Aussie screen heavyweights in spotlight as Golden Globes kick off awards season
Margot Robbie, Nicole Kidman, Cate Blanchett, Toni Collette and Russell Crowe are contenders at the Golden Globe Awards, announced on Monday.
Five Australians are going for gold in the opening event of the entertainment awards season: Margot Robbie, Nicole Kidman, Cate Blanchett, Toni Collette and Russell Crowe are all contenders at this year’s Golden Globe Awards, announced on Monday, Australian time.
The Globes, hosted by the Hollywood Foreign Press Association since 1944, cover both film and television, which explains the strong representation of Australian acting talent.
Robbie, with her second nomination after 2017’s I Tonya, is up for best supporting actress for Bombshell, a drama about real-life events that played out when women at Fox News accused the company’s chief, Roger Ailes, of sexual harassment.
Robbie gives a strong performance but there’s considerable competition in this category, above all from first-time nominee Jennifer Lopez (Hustlers), who is widely considered the frontrunner. The subject matter of Bombshell is also part of the narrative in The Loudest Voice, a TV series about Ailes and his role in shaping the political influence of Fox News. Crowe, who has won just one Golden Globe from six nominations, plays Ailes. Nominated for best actor in a limited series or movie made for TV, he has a good chance, although Jared Harris (Chernobyl) is also favoured.
Kidman is a Globes regular, with four wins from 13 nominations. She won best actress in a TV series, drama, in 2018’s Big Little Lies, and is nominated again for the show’s second season.
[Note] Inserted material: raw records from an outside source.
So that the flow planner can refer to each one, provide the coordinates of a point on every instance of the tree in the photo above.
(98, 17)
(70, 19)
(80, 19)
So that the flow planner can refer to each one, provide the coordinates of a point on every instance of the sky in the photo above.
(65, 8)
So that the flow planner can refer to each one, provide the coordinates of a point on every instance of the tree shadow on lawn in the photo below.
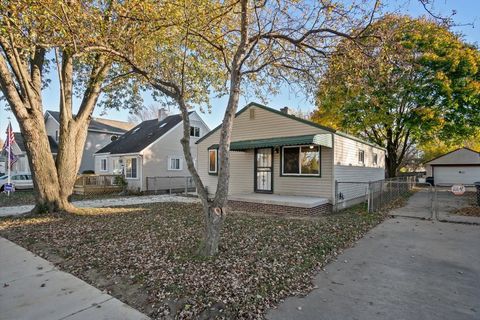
(147, 258)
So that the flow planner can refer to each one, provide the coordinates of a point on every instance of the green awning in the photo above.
(322, 139)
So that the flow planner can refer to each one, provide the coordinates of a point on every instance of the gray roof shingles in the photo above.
(141, 136)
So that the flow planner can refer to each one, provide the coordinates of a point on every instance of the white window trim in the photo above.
(106, 165)
(299, 163)
(180, 160)
(125, 168)
(199, 132)
(216, 161)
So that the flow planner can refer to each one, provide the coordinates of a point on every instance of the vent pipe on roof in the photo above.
(162, 114)
(286, 110)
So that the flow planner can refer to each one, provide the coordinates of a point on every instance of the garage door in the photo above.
(456, 175)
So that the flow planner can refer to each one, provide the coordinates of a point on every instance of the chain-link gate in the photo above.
(382, 194)
(460, 201)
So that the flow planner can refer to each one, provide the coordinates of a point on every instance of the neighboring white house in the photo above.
(151, 149)
(18, 149)
(461, 166)
(294, 161)
(100, 133)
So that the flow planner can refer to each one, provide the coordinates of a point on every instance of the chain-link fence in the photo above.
(376, 195)
(170, 184)
(98, 184)
(460, 200)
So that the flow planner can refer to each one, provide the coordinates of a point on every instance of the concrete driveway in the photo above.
(403, 269)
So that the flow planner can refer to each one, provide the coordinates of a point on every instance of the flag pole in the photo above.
(9, 151)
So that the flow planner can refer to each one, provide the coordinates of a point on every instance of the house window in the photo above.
(301, 161)
(212, 161)
(174, 164)
(131, 168)
(103, 164)
(117, 166)
(195, 132)
(361, 156)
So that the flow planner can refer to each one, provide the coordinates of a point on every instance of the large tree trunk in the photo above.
(42, 164)
(214, 221)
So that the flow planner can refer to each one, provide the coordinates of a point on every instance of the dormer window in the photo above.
(195, 132)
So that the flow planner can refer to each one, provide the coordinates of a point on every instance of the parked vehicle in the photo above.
(19, 180)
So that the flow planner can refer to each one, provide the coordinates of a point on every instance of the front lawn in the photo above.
(147, 258)
(27, 197)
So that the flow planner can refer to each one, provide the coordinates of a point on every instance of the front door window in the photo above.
(264, 163)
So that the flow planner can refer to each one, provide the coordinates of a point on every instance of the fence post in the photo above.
(368, 197)
(381, 194)
(336, 196)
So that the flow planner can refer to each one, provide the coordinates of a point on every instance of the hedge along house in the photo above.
(152, 149)
(284, 164)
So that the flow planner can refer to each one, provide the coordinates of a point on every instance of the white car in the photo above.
(19, 180)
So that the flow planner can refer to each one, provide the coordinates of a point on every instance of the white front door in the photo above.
(264, 170)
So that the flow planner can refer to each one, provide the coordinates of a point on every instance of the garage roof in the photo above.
(460, 156)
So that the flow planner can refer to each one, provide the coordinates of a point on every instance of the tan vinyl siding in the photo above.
(266, 124)
(346, 153)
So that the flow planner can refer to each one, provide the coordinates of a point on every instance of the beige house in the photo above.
(281, 163)
(460, 166)
(150, 156)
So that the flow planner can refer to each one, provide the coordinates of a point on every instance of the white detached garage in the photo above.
(461, 166)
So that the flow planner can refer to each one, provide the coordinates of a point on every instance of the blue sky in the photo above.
(467, 12)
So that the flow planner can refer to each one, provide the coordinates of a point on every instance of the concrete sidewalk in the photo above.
(32, 288)
(101, 203)
(402, 269)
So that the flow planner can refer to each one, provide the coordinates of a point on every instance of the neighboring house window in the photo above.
(131, 168)
(212, 161)
(174, 164)
(117, 166)
(301, 161)
(103, 164)
(194, 132)
(361, 156)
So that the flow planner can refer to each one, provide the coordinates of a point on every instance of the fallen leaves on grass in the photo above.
(148, 259)
(469, 211)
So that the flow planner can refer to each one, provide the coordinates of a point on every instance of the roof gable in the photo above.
(458, 156)
(292, 117)
(141, 136)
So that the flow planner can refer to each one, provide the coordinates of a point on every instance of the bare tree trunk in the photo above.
(42, 164)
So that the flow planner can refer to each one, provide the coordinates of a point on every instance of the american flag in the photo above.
(9, 142)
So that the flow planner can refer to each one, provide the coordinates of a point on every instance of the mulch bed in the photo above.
(469, 211)
(147, 258)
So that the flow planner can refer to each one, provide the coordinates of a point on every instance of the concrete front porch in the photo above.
(279, 204)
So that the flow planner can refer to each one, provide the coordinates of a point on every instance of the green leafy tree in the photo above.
(408, 81)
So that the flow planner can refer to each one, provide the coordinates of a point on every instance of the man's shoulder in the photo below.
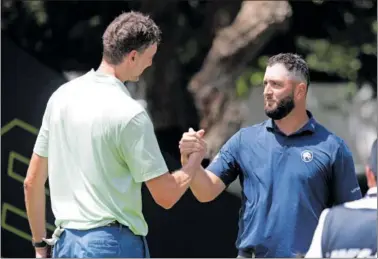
(258, 127)
(331, 139)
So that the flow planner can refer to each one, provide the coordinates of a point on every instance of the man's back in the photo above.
(90, 183)
(348, 230)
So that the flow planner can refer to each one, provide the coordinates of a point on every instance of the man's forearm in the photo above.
(35, 203)
(182, 180)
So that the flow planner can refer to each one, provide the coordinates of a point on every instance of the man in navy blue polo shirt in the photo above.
(290, 167)
(350, 230)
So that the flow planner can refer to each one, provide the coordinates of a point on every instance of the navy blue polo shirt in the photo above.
(286, 182)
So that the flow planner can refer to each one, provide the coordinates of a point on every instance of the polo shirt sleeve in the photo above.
(315, 250)
(140, 150)
(224, 164)
(41, 146)
(344, 185)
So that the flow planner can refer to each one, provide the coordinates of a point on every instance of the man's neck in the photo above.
(109, 69)
(293, 121)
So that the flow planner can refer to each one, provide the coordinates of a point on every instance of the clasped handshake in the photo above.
(192, 147)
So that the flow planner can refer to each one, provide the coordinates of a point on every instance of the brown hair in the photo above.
(129, 31)
(293, 63)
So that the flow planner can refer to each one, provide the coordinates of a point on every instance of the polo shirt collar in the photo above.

She is up against the likes of Jennifer Aniston, who stars in The Morning Show (renamed Morning Wars in Australia) and Olivia Colman (taking over as Queen Elizabeth in The Crown).
Blanchett (three wins from nine nominations) is a dark horse, with a nod for best actress, musical or comedy, for Richard Linklater’s Where’d You Go, Bernadette, not yet released in Australia. It’s an open field, although Awkwafina in The Farewell and Beanie Feldstein in Booksmart are considered frontrunners.
Collette (five nominations, one win) has a good chance for her performance in Unbelievable, for which she’s nominated for supporting actress in a limited series or movie made for TV. She is up against some significant contenders, including Helena Bonham-Carter (Princess Margaret in Season 3 of The Crown) and Meryl Streep for Big Little Lies.
Noah Baumbach’s Marriage Story leads the Globes film categories with six nominations, ahead of Martin Scorsese’s The Irishman and Quentin Tarantino’s Once Upon A Time … In Hollywood, with five each. In the TV categories, Chernobyl, The Crown and Unbelievable each have four nods.
The voting cohort of the HFPA is small — some 90 members — and the choices are often unpredictable. The ceremony, more unbuttoned than the Oscars, is always a talking point. The host, for the fifth time, is Ricky Gervais.